Lehman Brothers analysts recently examined the effect of slowing home price appreciation on prime MBS, concluding that these pools will suffer from higher severities and experience lower prepayments under this scenario.
Even though the pace of home price growth has been robust nationally over the past decade, Lehman analysts report there have been differences in regional home price growth - 3% in the worst quartile versus 15% in the best quartile, allowing analysts to draw meaningful conclusions about prime mortgage performance in a slowing housing market.
Defaults on prime pools in a 3% home price appreciation market are roughly double the levels seen in 15% home price appreciation areas. As the cushion from built-up equity lessens, Lehman analysts said the loss severities in such environments could rise to over 25% from the current 10%, although analysts expect cumulative losses in a 3% appreciation scenario to be still less than triple-B subordination levels.
Prepayments on prime pools should slow in a 3% appreciation environment. Base-case speeds on prime pools could go down to 3% to 4% CPR as price growth slows down, analysts said. Refinance activity is also slightly less in such an environment, they added.

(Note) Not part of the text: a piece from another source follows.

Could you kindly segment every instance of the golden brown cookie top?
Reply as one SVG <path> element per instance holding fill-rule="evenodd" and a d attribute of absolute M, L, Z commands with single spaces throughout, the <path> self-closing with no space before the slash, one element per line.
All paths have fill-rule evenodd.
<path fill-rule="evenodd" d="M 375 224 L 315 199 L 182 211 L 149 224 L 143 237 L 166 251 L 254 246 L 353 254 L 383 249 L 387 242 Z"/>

Lehman found that weaker credit borrowers are generally more sensitive to the housing market than their prime counterparts. The extent of the absolute change in both prepayments and defaults are significantly higher for borrowers with lower FICO, higher LTV or limited documentation. Analysts also said that trends in spread at origination or SATO could be misleading. SATO, used as a credit indicator, on weaker credit prime pools has tightened considerably recently, driven mainly by secondary market demand for such pools and not improvements in underlying borrower credit. The percentage of higher LTV borrowers, limited documentation loans, investment properties, as well as purchase loans have all increased a lot in recent years, added Lehman analysts. Not surprisingly, such borrowers are more sensitive to slowing appreciation. Although rating agency subordination levels are comparatively higher, the prime pool price growth sensitivity has increased over the years and not lessened as SATO trends indicate.